In contrast, America’s robust growth means experts are betting that interest rates are more likely to rise in the US than in the UK.
The Federal Reserve also left interest rates unchanged last week.
But the Fed’s signal that interest rates will stay higher for longer has pushed the dollar higher this month, while U.S. bond yields are at their highest since 2007.
Jamie Dimon, head of investment bank JP Morgan, made it clear yesterday that he is worried about what might happen if the Fed were to raise interest rates to 7 percent amid a combination of weak growth and high inflation.
“Warren Buffett says that when the tide goes out, you find out who’s swimming naked,” Dimon said.
“That will be the low tide.”
Sterling’s weakness is a far cry from that of the start of the year, when it was hailed as the best-performing pair in the G10 group of major currencies.
The pound rose above $1.31 in July. But experts from Goldman Sachs and Nomura now assume that the price could fall to $1.18.

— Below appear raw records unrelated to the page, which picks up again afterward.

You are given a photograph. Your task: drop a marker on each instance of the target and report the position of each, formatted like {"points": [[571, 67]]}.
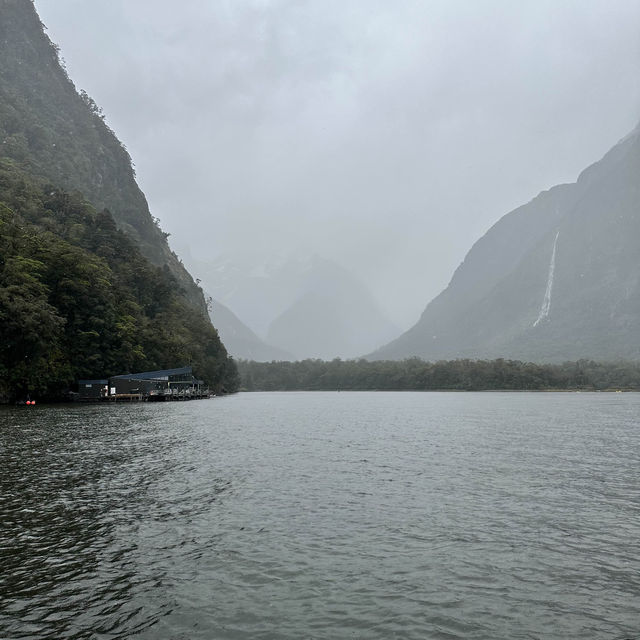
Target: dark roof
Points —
{"points": [[155, 375]]}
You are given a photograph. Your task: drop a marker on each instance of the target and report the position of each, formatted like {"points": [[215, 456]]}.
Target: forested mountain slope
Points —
{"points": [[78, 300], [556, 279], [55, 133], [88, 285]]}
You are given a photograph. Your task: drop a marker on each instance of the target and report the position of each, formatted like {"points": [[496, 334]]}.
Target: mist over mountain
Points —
{"points": [[305, 305], [556, 279], [239, 340]]}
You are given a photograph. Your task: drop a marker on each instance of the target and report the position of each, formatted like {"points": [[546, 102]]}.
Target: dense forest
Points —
{"points": [[88, 284], [78, 300], [453, 375]]}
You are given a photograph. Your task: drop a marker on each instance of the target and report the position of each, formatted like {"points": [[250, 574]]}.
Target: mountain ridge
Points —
{"points": [[495, 295]]}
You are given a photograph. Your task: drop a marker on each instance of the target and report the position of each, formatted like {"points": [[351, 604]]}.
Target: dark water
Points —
{"points": [[327, 515]]}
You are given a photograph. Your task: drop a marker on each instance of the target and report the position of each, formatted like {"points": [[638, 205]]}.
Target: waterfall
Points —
{"points": [[546, 302]]}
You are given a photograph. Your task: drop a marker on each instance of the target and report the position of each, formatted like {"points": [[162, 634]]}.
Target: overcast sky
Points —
{"points": [[387, 135]]}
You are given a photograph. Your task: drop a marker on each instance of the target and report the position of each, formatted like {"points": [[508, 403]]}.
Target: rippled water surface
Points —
{"points": [[323, 515]]}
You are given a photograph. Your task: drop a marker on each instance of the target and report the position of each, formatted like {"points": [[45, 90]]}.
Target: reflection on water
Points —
{"points": [[351, 515]]}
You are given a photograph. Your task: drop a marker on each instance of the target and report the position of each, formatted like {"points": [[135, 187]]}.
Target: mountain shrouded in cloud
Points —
{"points": [[556, 279], [306, 306], [388, 136]]}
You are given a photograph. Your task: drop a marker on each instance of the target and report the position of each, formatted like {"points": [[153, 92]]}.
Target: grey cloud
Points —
{"points": [[386, 136]]}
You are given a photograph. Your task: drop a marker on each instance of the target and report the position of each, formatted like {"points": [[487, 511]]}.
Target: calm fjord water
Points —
{"points": [[323, 515]]}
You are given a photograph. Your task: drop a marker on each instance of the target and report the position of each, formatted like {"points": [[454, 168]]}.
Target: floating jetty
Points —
{"points": [[147, 386]]}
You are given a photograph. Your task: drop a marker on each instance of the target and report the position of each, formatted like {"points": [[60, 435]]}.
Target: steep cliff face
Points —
{"points": [[88, 285], [57, 134], [558, 278]]}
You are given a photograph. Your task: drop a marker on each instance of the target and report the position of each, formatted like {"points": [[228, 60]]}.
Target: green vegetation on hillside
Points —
{"points": [[78, 300], [55, 133], [453, 375]]}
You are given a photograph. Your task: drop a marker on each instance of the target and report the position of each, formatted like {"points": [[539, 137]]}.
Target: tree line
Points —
{"points": [[415, 374], [78, 300]]}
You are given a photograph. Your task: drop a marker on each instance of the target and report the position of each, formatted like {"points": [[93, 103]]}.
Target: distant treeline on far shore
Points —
{"points": [[452, 375]]}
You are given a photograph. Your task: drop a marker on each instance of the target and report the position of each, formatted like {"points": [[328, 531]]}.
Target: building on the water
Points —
{"points": [[165, 384], [93, 389]]}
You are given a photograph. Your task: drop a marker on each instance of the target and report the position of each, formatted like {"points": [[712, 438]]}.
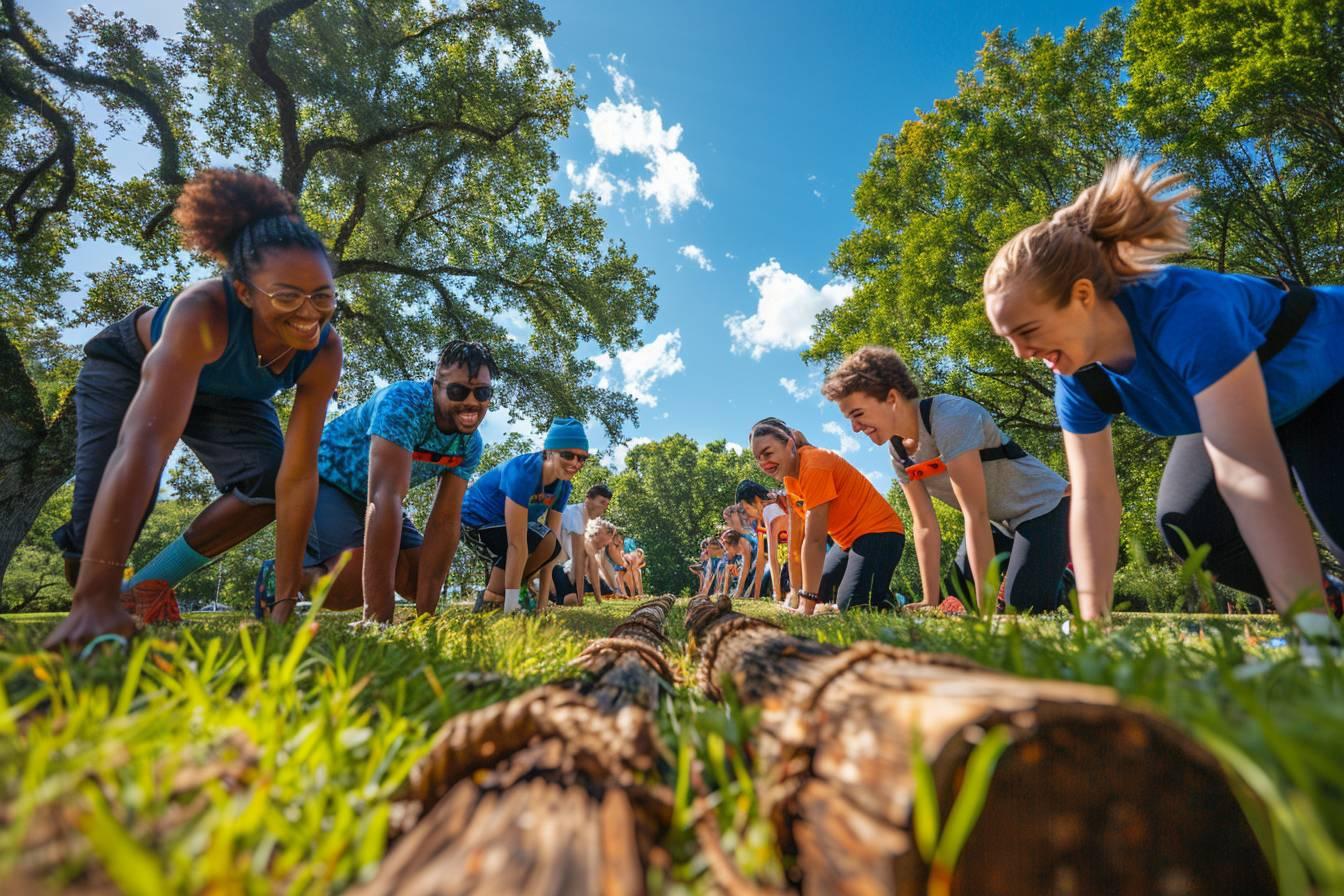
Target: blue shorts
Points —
{"points": [[237, 439], [339, 524]]}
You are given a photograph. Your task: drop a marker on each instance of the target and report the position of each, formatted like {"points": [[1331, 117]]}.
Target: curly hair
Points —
{"points": [[874, 370], [1116, 231], [231, 216]]}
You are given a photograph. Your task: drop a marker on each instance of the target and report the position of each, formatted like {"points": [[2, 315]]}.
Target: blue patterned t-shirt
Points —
{"points": [[403, 414], [519, 480]]}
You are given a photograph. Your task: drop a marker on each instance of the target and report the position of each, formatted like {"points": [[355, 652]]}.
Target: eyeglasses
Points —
{"points": [[458, 392], [290, 300]]}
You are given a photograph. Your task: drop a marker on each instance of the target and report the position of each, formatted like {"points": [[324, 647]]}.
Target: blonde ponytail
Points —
{"points": [[1116, 231]]}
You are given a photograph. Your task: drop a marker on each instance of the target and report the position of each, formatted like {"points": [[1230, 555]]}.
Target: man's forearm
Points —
{"points": [[437, 555]]}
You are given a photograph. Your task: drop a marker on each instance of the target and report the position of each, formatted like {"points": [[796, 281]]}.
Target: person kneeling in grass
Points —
{"points": [[769, 511], [582, 572], [203, 367], [837, 500], [1246, 374], [504, 509], [370, 457], [949, 448]]}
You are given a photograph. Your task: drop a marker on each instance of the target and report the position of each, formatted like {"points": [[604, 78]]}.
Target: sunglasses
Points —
{"points": [[458, 392]]}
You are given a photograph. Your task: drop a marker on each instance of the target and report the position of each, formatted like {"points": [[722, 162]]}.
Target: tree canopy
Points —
{"points": [[417, 135], [1242, 97]]}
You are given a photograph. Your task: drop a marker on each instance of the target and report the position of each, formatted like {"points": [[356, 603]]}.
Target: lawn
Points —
{"points": [[230, 756]]}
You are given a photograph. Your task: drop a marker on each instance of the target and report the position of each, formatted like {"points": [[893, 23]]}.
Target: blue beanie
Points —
{"points": [[565, 433]]}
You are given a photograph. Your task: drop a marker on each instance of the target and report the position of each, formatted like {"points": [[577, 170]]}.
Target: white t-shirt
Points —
{"points": [[573, 521]]}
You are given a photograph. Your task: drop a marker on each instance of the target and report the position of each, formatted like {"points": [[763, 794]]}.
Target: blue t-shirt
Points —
{"points": [[1191, 328], [518, 478], [403, 414]]}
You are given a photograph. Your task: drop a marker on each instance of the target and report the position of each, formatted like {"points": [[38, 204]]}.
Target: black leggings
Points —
{"points": [[862, 575], [1188, 497], [1038, 554]]}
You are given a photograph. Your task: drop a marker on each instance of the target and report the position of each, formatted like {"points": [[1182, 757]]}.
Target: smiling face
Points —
{"points": [[288, 270], [872, 417], [1062, 337], [567, 462], [776, 457], [461, 415]]}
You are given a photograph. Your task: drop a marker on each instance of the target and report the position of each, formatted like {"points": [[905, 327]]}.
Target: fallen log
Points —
{"points": [[549, 793], [1089, 795]]}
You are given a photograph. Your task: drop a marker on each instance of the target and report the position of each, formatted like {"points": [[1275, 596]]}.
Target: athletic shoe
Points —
{"points": [[952, 606], [155, 602]]}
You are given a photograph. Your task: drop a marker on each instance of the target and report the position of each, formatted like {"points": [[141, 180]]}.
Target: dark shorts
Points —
{"points": [[563, 585], [339, 524], [239, 441], [491, 542]]}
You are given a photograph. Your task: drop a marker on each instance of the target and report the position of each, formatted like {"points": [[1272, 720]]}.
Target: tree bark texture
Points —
{"points": [[36, 456], [549, 793], [1089, 797]]}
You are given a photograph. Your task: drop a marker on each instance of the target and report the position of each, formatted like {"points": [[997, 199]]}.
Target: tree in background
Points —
{"points": [[417, 135], [1242, 96], [671, 495]]}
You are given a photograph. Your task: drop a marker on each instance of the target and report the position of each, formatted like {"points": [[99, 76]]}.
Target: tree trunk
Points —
{"points": [[1089, 797], [547, 793], [36, 457]]}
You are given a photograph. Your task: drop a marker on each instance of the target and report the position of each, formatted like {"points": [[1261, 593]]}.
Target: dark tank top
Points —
{"points": [[235, 374]]}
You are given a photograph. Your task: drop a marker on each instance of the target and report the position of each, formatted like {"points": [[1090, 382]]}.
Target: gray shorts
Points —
{"points": [[339, 524], [239, 441]]}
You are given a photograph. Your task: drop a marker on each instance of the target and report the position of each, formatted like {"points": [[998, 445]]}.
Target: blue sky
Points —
{"points": [[726, 140]]}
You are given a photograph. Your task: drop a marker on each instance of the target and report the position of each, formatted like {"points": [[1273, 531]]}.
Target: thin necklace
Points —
{"points": [[261, 363]]}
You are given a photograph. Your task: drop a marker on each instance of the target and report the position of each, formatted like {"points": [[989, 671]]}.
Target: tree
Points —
{"points": [[1028, 128], [1247, 98], [671, 495], [417, 136]]}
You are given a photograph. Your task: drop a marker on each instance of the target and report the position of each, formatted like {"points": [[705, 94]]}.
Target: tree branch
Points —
{"points": [[63, 153], [258, 50], [170, 153]]}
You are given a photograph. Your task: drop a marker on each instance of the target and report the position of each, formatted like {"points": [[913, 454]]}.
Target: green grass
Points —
{"points": [[230, 756]]}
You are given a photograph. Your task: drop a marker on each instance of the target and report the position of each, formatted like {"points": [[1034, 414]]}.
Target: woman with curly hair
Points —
{"points": [[203, 367], [1246, 372]]}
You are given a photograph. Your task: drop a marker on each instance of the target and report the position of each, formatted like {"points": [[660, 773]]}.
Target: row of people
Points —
{"points": [[1242, 371], [204, 366]]}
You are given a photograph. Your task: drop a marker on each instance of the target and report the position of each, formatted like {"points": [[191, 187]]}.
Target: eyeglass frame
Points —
{"points": [[303, 297], [475, 391]]}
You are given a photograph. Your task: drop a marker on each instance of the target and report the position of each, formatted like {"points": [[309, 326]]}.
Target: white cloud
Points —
{"points": [[848, 445], [696, 254], [790, 386], [622, 450], [643, 367], [786, 309], [596, 180], [672, 180]]}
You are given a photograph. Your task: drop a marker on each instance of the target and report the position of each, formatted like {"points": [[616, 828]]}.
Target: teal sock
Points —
{"points": [[172, 564]]}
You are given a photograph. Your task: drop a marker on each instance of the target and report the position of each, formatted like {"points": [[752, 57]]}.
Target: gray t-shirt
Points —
{"points": [[1015, 489]]}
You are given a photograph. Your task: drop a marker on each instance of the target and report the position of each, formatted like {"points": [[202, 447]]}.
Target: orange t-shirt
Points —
{"points": [[856, 508]]}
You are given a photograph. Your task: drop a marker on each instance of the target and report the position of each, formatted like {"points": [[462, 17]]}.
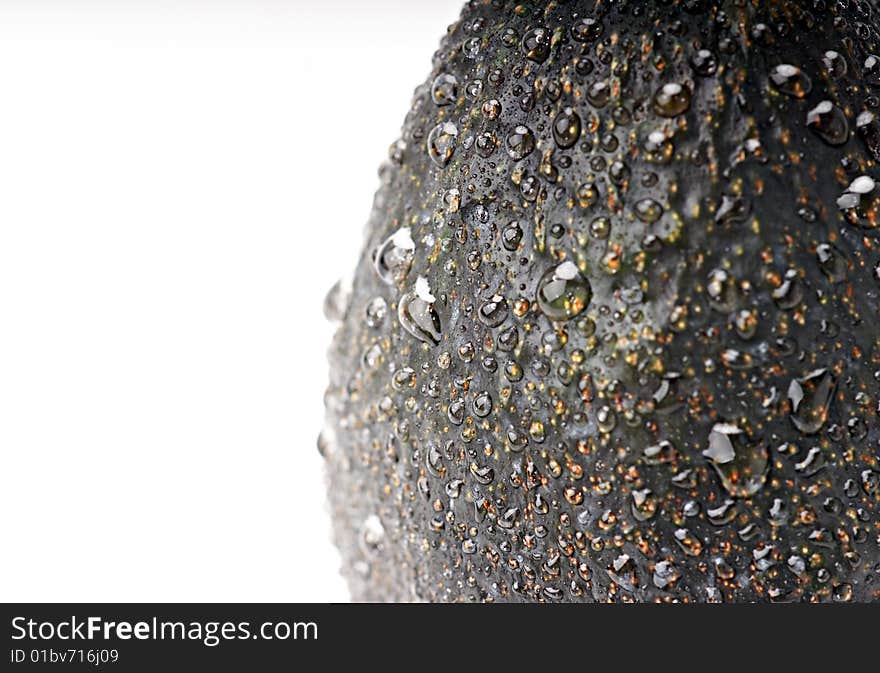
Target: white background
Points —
{"points": [[180, 183]]}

Joe Tuckey, head of FX analysis at Argentex, said: “Just eight weeks ago, the pound continued its impressive rally, driven by solid economic data and an unwavering hawkish stance from the Bank of England, which announced three further interest rate hikes in the fight against stubborn inflation indicated.”
“Since then, a very poor PMI and a series of other weaker data have dented confidence in the pound and, more importantly, led the BoE to be far more cautious on interest rates, which was so evident last week, than the Bank decided not to raise interest rates.” .’
Kit Juckes, head of foreign exchange strategy at Societe Generale, said the pound was on track to become the weakest of the G10 currencies this month. The pound’s decline comes a year after it slipped 3.98 percentage points in September 2022.
This sell-off was caused by then-Prime Minister Liz Truss’ disastrous mini-budget, which saw sterling fall to a record low of under $1.04 before recovering.